The same could be said of a problem that’s the technical opposite of, but is just as problematic as, the bundle: zero-rating. Zero-rating is a practice in which companies (like Facebook or T-Mobile) offer access to certain websites or services for free. The problems with zero-rating are more complicated than the problems with bundles, in part because companies can market zero-rating as an effort to save customers money — something that usually goes over pretty well among consumers who already feel like they’re paying too much for the level of service that they get.
So what’s so bad about programs like T-Mobile’s Binge On, which enables customers to stream video without it counting against their monthly data limits? T-Mobile users the service as an excuse to throttle all videos, whether they come from a participating provider or not and whether you’re downloading or streaming. Whether or not you accept wholesale the idea that zero-rating violates net neutrality principles, it’s pretty clear that throttling traffic based on application type is a net neutrality violation.
And T-Mobile isn’t the only one marketing net neutrality-violating programs as something that’s good for users. Verizon, for instance, recently introduced a program that’s much worse than T-Mobile’s. The company’s Go90 video app, which Verizon introduced to compete with video providers by offering its own bundle, now won’t count against customers’ data caps, according to T.C. Sottek at The Verge. That’s a big deal because Verizon’s data plans are so expensive.

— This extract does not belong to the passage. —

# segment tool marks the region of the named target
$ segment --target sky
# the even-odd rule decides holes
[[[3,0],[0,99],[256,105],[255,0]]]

While Verizon (and other carriers) argue that zero-rating programs are good for customers, and that they don’t violate the FCC’s net neutrality rules, Sottek notes that their arguments are based on “a market of artificial scarcity” of their own design. “The endgame of zero-rating programs is a two-way tollbooth that Verizon controls: first Verizon receives payment from customers for access to the network, then it receives payment from content providers who want unlimited access to customers, or from whatever other revenue sources it can draw from hosting an exclusive video bundle that won’t count against data caps.”
In an era where it’s widely expected that personal assistants and chatbots are going to become an increasingly central mode of accessing the Internet, it’s difficult not to worry about the new challenges confronting our handling and understanding of net neutrality.